Have you ever tried to register for an email or social networking account? Chances are your first few choices of usernames had already been taken up by someone else. Naturally, you would end up with silly usernames like “HunnyBunny” or “VinnyPeach”, which my colleagues have recently informed me, were slightly suggestive in nature. If I had registered my real name before the other Vincent Tehs, I wouldn’t have had to suffer so many years of virtual sexual harassment. Things aren’t so different outside the virtual world either, our Singaporean neighbours, desperate for a place to sit after queuing up for centuries to procure their food in food courts, have resorted to “Chope-ing” (Singlish for “reserving”) tables by proxy with packets of tissue paper.

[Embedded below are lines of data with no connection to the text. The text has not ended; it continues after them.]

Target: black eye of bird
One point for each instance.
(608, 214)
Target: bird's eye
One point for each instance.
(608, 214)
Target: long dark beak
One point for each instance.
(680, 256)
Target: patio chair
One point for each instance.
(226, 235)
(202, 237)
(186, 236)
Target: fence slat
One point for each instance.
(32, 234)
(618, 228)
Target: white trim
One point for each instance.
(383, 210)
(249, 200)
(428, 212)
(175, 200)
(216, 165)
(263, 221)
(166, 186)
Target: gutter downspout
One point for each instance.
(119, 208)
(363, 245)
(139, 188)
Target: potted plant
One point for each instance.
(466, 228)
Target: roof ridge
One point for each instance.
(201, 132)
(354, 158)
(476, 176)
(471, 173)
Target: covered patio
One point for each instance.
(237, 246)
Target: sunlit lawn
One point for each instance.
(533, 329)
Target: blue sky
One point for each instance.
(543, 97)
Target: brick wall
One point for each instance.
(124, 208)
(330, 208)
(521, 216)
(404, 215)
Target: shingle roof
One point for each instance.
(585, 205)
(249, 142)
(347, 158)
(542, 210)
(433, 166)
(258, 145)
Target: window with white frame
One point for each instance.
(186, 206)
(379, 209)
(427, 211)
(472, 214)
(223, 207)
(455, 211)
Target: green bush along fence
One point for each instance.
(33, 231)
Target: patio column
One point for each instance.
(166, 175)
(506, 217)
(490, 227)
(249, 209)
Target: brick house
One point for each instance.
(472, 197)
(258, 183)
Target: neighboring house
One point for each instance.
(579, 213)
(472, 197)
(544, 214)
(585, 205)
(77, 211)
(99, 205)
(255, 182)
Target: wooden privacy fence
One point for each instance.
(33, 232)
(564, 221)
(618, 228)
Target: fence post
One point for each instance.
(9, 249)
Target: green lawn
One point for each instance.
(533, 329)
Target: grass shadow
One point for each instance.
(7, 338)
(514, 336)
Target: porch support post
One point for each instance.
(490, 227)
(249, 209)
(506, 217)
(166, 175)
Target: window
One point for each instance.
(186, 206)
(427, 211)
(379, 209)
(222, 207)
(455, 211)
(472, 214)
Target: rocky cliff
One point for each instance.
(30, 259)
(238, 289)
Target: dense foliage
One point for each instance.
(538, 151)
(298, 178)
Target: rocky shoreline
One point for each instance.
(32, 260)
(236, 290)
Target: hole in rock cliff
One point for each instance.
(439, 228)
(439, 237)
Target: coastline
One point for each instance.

This first come, first served policy is also applicable in the corporate world. When a company is looking to go into a new territory or country, it would have to be sure that it has the Freedom to Operate. It has to be sure that its freedom to sell its goods/services is not curtailed by the prior Intellectual Property (IP) registration of a third party in the new territory. If the company is not careful, the sale of its products may be infringing upon the IP rights of others, with dire consequences.
A good example of the dangers of coming second in the IP registration race can be seen in the recent spate of lawsuits involving tech giant Apple Inc. It started with the custody battle in China with Chinese computer manufacturer Proview International Holdings for the trademark “IPAD” which Proview had registered in 2000, years before Apple had launched its “iPad” product. Apple lost the tussle and eventually conceded defeat by settling with Proview for USD 60 million. Apple was also handed the short end of the stick in South America with regard to its “iPhone” trademark. It lost the exclusive rights to use the trademark “iPhone” in Brazil as Brazilian phone manufacturer Gradiente Electronica had registered the trademark “iphone” in 2000, seven years before Apple released its smartphone. More recently, in March 2013, another David and Goliath showdown transpired where the Mexican Supreme Court held that local technology services firm Ifone had been the owner of the trademark “Ifone” since 2003, paving the way for Ifone to claim damages resulting from the use of its trademark by Apple. If Ifone’s claim is successful, Apple may be asked to pay damages amounting to at least 40% of its iPhone’s sales in Mexico. Apple’s plight in Latin America is an exceptional example of the age-old “you snooze, you lose” rule.
The dangers above are not limited to Trademarks alone; a company selling its product in a new country or simply selling a new product in a country where it already has presence may still run afoul of another person’s Patent Rights, Industrial Design Rights, or even Copyrights. The fact that the registration of most IP rights is mainly jurisdictional exacerbates the inconvenience of the first come first served situation. Corporations that seek to protect their Trademarks, Patents or Industrial Designs in a certain jurisdiction will have to register their rights in that particular jurisdiction in order to protect them. This inadvertently creates a sense of corporate colonialism where corporations are racing each other to plant their IP flags around the globe, because if you register your IP rights before your competitors do, you may be able to prevent them from successfully breaking into the market.
The worldwide legal battles of Samsung, Apple, HTC and Google show us how a corporation can rely on its registered patents and designs to keep its competitors out of a lucrative market. In 2011, Apple had convinced the court in Germany to impose a sales ban on Samsung Galaxy Tab 10.1 for allegedly infringing Apple’s patent. Luckily for Samsung, the decision was later overturned by a higher court. Also recently, Google brought a patent infringement action against Microsoft in the International Trade Commission (ITC). Google claimed that Microsoft’s Xbox 360 games console had infringed the patent of Motorola Mobility (Google’s subsidiary). Fortunately for Microsoft, Google’s allegations were dismissed by the ITC, thereby narrowly averting the possibility of an Xbox 360 sales ban in the US.
“Freedom makes a huge requirement of every human being. With freedom comes responsibility,” said former US First Lady Eleanor Roosevelt. Indeed she is right, freedom isn’t free. Throughout human history, every bit of freedom, e.g., the emancipation of African Slaves, women’s suffrage, habeas corpus, the 4th of July, the 31st of August, equal pay, men’s rights to hog the TV remote, is bought with the blood, toil, tears, sweat and burnt brassieres of those who came before us. Equally, Freedom to Operate requires expenditure of effort and money. To ensure that you are free to sell your products or services, you need to conduct searches in the relevant IP databases (Trademark, Patent, Industrial Design and/or Copyright) of the territories that you are entering into. If you find no prior filings or registrations of IP rights that may affect your Freedom to Operate in those territories, then the coast is clear and you should register your IP rights as soon as you can, before anyone else beats you to it!